Lo incontrai, il diciottenne McEnroe, nel novembre del 1977 al torneo indoor di Bologna, dove mi occupavo dell’ufficio stampa. Qualche mese prima si era imposto all’attenzione generale arrivando in semifinale a Wimbledon dopo aver superato le qualificazioni. Non occorreva essere un grande intenditore per capire che era nato un campione. Quando non giocava, bighellonava nell’ufficio stampa perchè aveva un interesse non esattamente tecnico per una mia collaboratrice. La sera della finale andammo tutti a cena in un noto ristorante bolognese, noi dell’organizzazione più McEnroe e il suo compagno di merende e di doppio Peter Fleming. John si presentò avvicinandosi subito al carrello degli antipasti, dal quale prelevò con le mani una manciata di olive per scaricarle sulla tovaglia candida. Il proprietario andò su tutte le furie, disse che il suo ristorante non tollerava queste bravate e voleva cacciare fuori il giovane McEnroe, che nel frattempo non se lo fumava per niente, impegnato com’era a corteggiare un’altra ragazza del mio ufficio stampa, dopo aver preso il due di picche dalla precedente. Ci volle tutta la mia diplomazia per convincerlo che avremmo tenuto a bada “il selvaggio”, come lo chiamava lui, e che presto ne avrebbe sentito parlare come uno dei più grandi tennisti del futuro. Una previsione sin troppo facile e che è stata ampiamente confermata.

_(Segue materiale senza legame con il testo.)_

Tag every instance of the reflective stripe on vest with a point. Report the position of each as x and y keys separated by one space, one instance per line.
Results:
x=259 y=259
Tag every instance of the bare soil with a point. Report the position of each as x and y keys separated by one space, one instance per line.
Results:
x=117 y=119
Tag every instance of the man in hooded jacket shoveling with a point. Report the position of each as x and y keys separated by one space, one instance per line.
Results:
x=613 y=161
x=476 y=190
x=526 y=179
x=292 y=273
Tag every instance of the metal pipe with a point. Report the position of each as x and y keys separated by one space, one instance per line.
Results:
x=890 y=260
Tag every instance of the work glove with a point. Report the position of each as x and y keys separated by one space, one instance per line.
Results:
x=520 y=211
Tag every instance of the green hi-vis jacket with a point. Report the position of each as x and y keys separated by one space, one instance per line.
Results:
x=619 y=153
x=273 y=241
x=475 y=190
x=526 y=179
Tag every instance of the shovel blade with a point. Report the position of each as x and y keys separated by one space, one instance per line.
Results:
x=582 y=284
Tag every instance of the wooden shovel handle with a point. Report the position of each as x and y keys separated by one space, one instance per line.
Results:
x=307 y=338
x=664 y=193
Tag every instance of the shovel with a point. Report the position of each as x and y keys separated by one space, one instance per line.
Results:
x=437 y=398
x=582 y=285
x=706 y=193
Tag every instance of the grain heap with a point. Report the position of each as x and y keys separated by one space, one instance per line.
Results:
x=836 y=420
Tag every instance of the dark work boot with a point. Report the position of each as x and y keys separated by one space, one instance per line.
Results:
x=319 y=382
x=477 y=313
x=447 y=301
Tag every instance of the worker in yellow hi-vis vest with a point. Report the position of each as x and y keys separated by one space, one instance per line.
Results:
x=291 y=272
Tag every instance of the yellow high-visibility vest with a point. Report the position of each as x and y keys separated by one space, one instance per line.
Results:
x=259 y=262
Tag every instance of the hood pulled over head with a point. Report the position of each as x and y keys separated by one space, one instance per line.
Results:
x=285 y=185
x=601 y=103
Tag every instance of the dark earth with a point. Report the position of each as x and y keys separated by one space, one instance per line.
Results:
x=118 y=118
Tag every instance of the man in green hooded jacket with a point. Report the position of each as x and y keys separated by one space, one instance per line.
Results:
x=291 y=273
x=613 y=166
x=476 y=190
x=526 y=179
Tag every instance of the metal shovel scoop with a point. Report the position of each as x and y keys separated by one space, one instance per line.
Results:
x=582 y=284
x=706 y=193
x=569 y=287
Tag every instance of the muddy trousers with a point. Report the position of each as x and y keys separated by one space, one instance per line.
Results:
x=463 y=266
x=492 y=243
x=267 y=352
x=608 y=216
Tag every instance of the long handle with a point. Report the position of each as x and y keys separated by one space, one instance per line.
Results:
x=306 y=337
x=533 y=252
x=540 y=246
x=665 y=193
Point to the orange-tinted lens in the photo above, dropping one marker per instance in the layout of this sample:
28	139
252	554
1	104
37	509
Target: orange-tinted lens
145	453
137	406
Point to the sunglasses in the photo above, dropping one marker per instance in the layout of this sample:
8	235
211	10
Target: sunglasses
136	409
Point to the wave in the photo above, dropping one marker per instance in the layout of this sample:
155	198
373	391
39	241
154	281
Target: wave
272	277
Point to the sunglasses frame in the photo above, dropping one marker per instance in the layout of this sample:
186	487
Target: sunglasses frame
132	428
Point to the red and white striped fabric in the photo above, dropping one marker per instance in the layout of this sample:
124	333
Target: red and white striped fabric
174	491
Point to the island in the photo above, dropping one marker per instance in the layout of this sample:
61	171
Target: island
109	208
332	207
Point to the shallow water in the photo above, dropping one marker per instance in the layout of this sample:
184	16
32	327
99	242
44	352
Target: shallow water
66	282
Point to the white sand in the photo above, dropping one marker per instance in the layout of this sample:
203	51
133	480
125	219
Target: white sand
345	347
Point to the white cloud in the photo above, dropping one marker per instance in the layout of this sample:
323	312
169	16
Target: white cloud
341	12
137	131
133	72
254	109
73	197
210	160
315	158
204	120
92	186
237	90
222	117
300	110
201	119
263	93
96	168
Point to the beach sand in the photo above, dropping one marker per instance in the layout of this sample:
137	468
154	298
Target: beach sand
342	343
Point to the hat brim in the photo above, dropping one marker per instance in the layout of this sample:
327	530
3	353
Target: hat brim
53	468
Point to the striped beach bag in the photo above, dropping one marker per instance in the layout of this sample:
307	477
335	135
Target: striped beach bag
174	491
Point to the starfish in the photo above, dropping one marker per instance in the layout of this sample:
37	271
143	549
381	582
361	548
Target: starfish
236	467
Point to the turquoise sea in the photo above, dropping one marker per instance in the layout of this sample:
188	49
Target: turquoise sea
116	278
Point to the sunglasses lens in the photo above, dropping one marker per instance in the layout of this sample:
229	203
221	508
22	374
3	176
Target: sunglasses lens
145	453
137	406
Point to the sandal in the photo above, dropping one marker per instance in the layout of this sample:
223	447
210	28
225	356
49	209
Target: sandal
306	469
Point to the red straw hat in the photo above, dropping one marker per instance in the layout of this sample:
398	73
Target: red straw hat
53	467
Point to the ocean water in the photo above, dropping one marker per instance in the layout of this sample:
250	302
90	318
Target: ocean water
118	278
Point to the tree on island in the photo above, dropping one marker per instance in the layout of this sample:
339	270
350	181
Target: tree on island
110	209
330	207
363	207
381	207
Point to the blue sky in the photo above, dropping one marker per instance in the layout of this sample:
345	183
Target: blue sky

L’ho rivisto qualche anno fa a Roma e l’ho intervistato in diretta su Italia 1, durante una semfinale degli Internazionali d’Italia. Quando gli ho ricordato l’episodio delle olive si è messo a ridere, confessandomi, alla mia precisa domanda, che quella notte non dormì solo all’Hotel Baglioni di Bologna. A fargli compagnia la mia collaboratrice dell’ufficio stampa, che aveva vinto la propria ritrosia iniziale per conoscere più da vicino il futuro genio del tennis mondiale.